Obama, who on Jan. 22 ordered the prison to be closed within a year, also defended his decision to end the use of "enhanced interrogation techniques" such as waterboarding.

"I categorically reject the assertion that these are the most effective means of interrogation," Obama said. Such techniques also undermine the rule of law, alienate other nations, serve as a terrorist recruitment tool and "risk the lives of our troops by making it less likely that others will surrender to them in battle — and more likely that Americans will be mistreated if they are captured, he said.

"In short, they did not advance our war and counterterrorism efforts," said Obama, who did not refer to former President George Bush or his administration by name. "They undermined them."

The speech came in response to a conservative political firestorm, led in recent weeks by former Vice President Dick Cheney, which has erupted over Obama's plans to close the Guantanamo Bay prison and to house some detainees in U.S. prisons while the adjudication process moves forward.

In nearly concurrent remarks at Washington's American Enterprise Institute, a conservative think tank, Cheney lauded Obama's "wise decisions" made "in some respects on Afghanistan and in reversing his plan to release" newly discovered photos depicting detainee abuse at the hands of U.S. guards.

But citing what he called the Bush administration's responsibility to protect the nation in the wake of the 9/11 terrorist attacks — one of a series that included the 1993 bomb attack on the World Trade Center and the 2000 attack on the Navy destroyer Cole — Cheney said 9/11 "made necessary a shift of policy.

"Everyone expected a follow-on attack, and it was our job to stop it," Cheney said. "We developed a comprehensive strategy … and, with bipartisan support, put all of these policies in place. … Well over seven years into the effort, one thing we know is that the enemy has spent most of his time on the defensive, and every attempt to strike inside the United States has failed."

Obama's speech also followed congressional rejection of his prison closure plan by Congress.
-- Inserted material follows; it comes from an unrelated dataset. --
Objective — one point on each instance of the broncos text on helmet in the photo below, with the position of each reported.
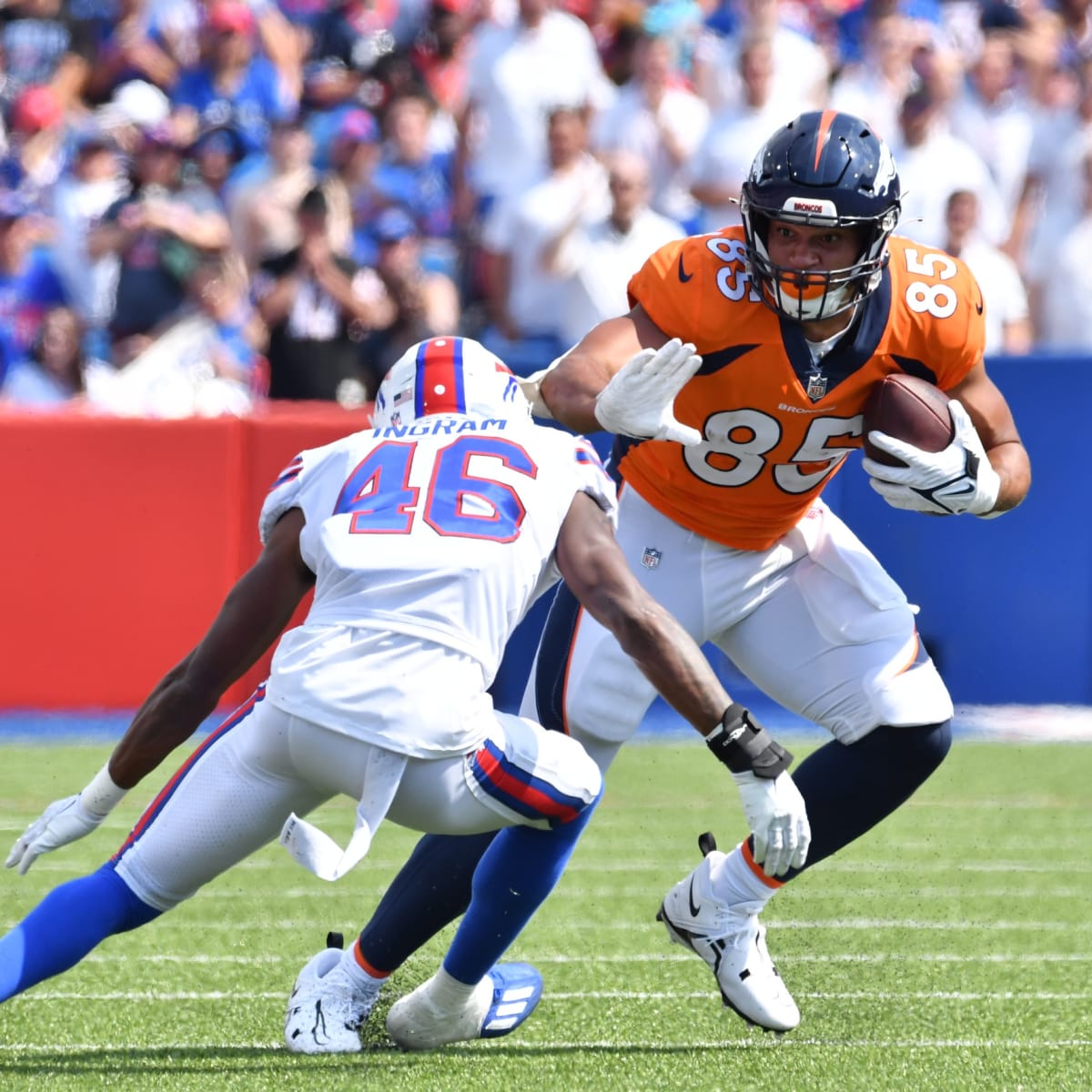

Both the House and Senate have stripped a requested $80 million to close the prison from a bill to continue funding the wars in Iraq and Afghanistan.

Republican opposition has been led by House Minority Leader Rep. John Boehner of Ohio, who has argued strenuously against closing the Guantanamo Bay prison "without a clear alternative."

"Like a solid majority of Americans, Republicans strongly oppose releasing terrorists from the Guantanamo Bay facility or transferring them to the United States," Boehner said in a statement. "And we believe that governors and state legislatures should pre-approve the transfer or release of any terrorist detainee into their respective states if this Administration chooses to act on its own."

Obama addressed that concern Thursday, saying the highest-security U.S. prisons are plenty secure.

"Nobody has ever escaped from one of our federal ‘super-max' prisons, which hold hundreds of convicted terrorists," Obama said.

He quoted Sen. Lindsey Graham, R-S.C., as saying, "The idea that we cannot find a place to securely house 250-plus detainees within the United States is not rational."

"We are not going to release anyone if it would endanger our national security," Obama said. "Nor will we release detainees within the United States who endanger the American people."

But "where demanded by justice and national security," he said, some detainees will be transferred to U.S. facilities.

Obama did not propose a solution to detainees who cannot be prosecuted due to evidence possibly tainted by the use of enhanced interrogation techniques but are still considered, due to their actions, training or statements, to be too dangerous to set free — "the toughest single issue that we will face," he said.

"Our goal is to construct a legitimate legal framework for the remaining Guantanamo detainees that cannot be transferred," Obama said, and pledged to do so with judicial and congressional oversight.

Obama said the U.S. will face the terrorist threat for years, and that no one can guarantee that a future terrorist attack won't take more American lives.

"But I can say, with certainty, that my administration, along with our extraordinary troops and the patriotic men and women who defend our national security, will do everything in our power to keep the American people safe," he said.